The rise of the IoT
IoT devices have given birth to a tremendous amount of information, changing the way data is uploaded and shared. Traditionally, the cloud has played a pivotal role in managing the data churned by IoT devices. However, as the distance between the cloud and IoT devices increases, so does the transmission latency. Consequently, edge computing, which shortens the distance between the cloud and devices by situating an edge server between them, has been championed as a way to tackle this hurdle. As a result, many are wondering if edge computing is weeding out the cloud.
The need for decentralization
One reason many suspect edge computing is weeding out the cloud is the need among IoT devices to process data quickly. Edge computing accomplishes this task by processing data closer to the source rather than a centralized location as is the case with cloud computing. The approach involves allocating and dividing the processes between the centralized system and device.
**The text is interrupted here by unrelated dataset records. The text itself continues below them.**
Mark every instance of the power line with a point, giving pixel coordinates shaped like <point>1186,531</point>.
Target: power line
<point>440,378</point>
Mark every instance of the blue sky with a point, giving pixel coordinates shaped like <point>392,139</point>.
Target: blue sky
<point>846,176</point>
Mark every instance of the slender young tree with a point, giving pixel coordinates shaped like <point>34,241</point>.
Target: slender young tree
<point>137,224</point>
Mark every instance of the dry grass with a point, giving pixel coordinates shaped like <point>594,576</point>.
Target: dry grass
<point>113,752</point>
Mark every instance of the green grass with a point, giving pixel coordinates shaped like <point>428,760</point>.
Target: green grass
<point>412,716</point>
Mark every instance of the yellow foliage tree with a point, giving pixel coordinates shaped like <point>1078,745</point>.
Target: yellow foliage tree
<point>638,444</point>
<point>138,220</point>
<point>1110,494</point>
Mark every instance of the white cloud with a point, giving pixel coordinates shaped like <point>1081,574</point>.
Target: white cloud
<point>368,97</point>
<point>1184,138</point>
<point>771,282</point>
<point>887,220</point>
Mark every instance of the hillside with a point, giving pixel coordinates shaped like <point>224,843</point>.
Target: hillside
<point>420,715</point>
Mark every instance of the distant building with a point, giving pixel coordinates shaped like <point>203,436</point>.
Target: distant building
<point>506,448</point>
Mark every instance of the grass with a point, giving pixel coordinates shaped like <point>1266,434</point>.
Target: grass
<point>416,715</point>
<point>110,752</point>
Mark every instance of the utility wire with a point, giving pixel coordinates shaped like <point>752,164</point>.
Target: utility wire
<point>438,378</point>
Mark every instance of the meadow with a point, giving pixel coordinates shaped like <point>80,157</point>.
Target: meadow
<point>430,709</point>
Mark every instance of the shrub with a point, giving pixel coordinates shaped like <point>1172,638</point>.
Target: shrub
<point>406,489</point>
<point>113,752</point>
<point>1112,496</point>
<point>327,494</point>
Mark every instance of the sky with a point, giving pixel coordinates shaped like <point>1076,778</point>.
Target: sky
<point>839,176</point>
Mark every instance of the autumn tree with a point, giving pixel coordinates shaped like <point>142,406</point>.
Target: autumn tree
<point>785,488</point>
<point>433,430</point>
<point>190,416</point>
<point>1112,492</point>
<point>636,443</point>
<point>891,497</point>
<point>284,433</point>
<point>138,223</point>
Take smart lights as an example, which have to process data to determine the color of a traffic light. A smart light needs to be able to be able to process the criteria it is fed immediately, so whatever response it is considering it still pertinent once executed. Edge computing can, in theory, meet this need by processing data near the source, such as inside the light bulb. Autonomous vehicles are another common example of IoT systems that must have computing capabilities built into them.
What is left for the cloud?
This doesn’t mean their is nothing left for the cloud to process, however. While it is true issues related to network performance need to be addressed, abandoning the cloud entirely is an extreme countermeasure. The cloud can still be used to provide various services, including media and entertainment. It can also be used to store and share data produced by IoT devices to be reviewed by stakeholders.
Moreover, from the viewpoint of data centers, building smaller data centers or disaster recovery sites has the potential to decrease economies of scale and make operations less efficient. Although this can reduce latency issues, pertinent data stored in edge computing devices may be lost if the device is corrupted. Therefore, it may be beneficial for companies to store data somewhere other than the edge of a network. With wide-area networks (WAN), for example, it is possible to build data centers at a distance from each other without increasing data or compensating network latency. Latency and its impact can be significantly mitigated regardless of where the data is located.
Despite the opportunities opened up by edge computing, many companies and industries will be using the cloud for the years to come. Rather than one weeding out the other, cloud and edge computing can be regarded as two complementary data management processes. With a hybrid approach, each method can be used to compensate for the other’s blind spots, allowing enterprises to reap the benefits of both worlds.